In what is the world’s first inter-species cardiac transplant, a 57-year-old American citizen has received a heart from a genetically modified pig, a procedure that offers hope to hundreds of thousands of patients with sick organs.
The transplant, which required an eight-hour surgery procedure, took place in Baltimore on Friday. The patient, David Bennett Sr. of Maryland, was doing well on Monday, according to physicians at the University of Maryland Medical Centre.
Dr. Bartley Griffith, director of the cardiac transplant programme at the medical centre, performed the surgery.
“It’s working and it looks normal. We are thrilled, but we don’t know what tomorrow will bring us. This has never been done before,” said Dr Griffith.

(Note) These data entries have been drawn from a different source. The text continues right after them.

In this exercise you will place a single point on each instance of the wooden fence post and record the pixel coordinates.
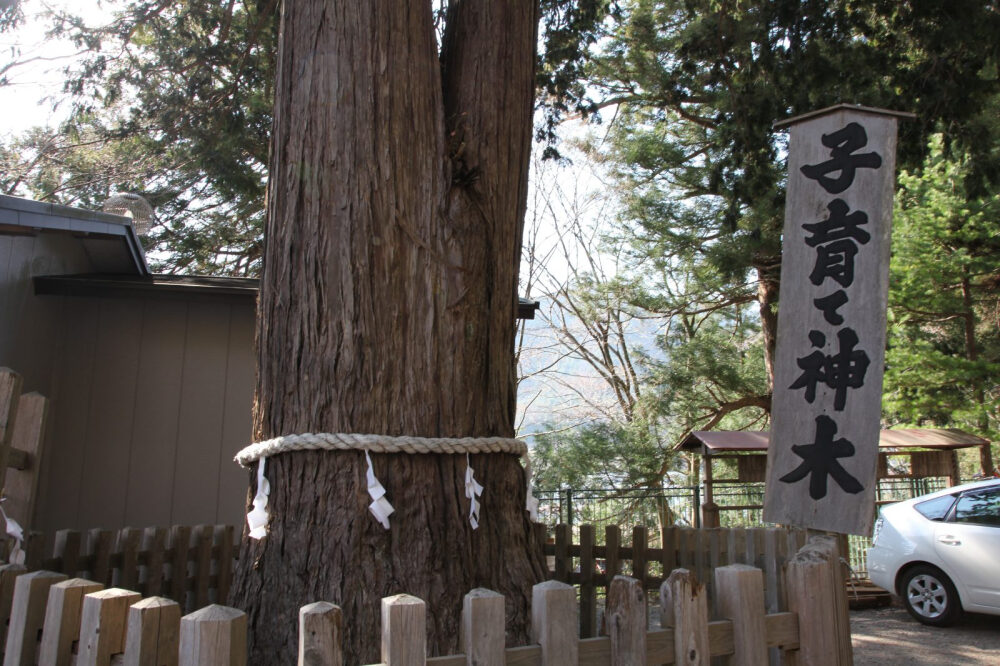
(102, 627)
(224, 562)
(154, 542)
(8, 578)
(588, 591)
(99, 544)
(564, 561)
(684, 609)
(153, 634)
(813, 581)
(404, 631)
(321, 627)
(215, 635)
(129, 540)
(31, 591)
(10, 393)
(626, 615)
(482, 630)
(62, 620)
(740, 590)
(554, 623)
(21, 484)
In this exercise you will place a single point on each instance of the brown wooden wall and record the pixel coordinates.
(151, 396)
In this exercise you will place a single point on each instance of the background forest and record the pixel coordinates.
(653, 238)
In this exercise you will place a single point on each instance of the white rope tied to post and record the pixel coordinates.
(380, 506)
(379, 444)
(16, 532)
(472, 490)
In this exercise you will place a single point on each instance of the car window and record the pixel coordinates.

In 2021, over 41,354 Americans received a transplanted organ, more than half of them receiving kidneys, according to the United Network for Organ Sharing, a non-profit that coordinates the nation’s organ procurement efforts.
Acute shortage of organs is a global issue, and about a dozen people on the lists die each day due to the lack of one. Some 3,817 Americans received human donor hearts last year as replacements, more than ever before, but the potential demand is still higher.
Scientists have been working to develop pigs whose organs would not be rejected by the human body. Research has been accelerated in the past decade by new gene editing and cloning technologies.
The heart transplant comes just months after surgeons in New York successfully attached the kidney of a genetically engineered pig to a brain-dead patient. Researchers hope procedures like this will usher in a new era in medicine.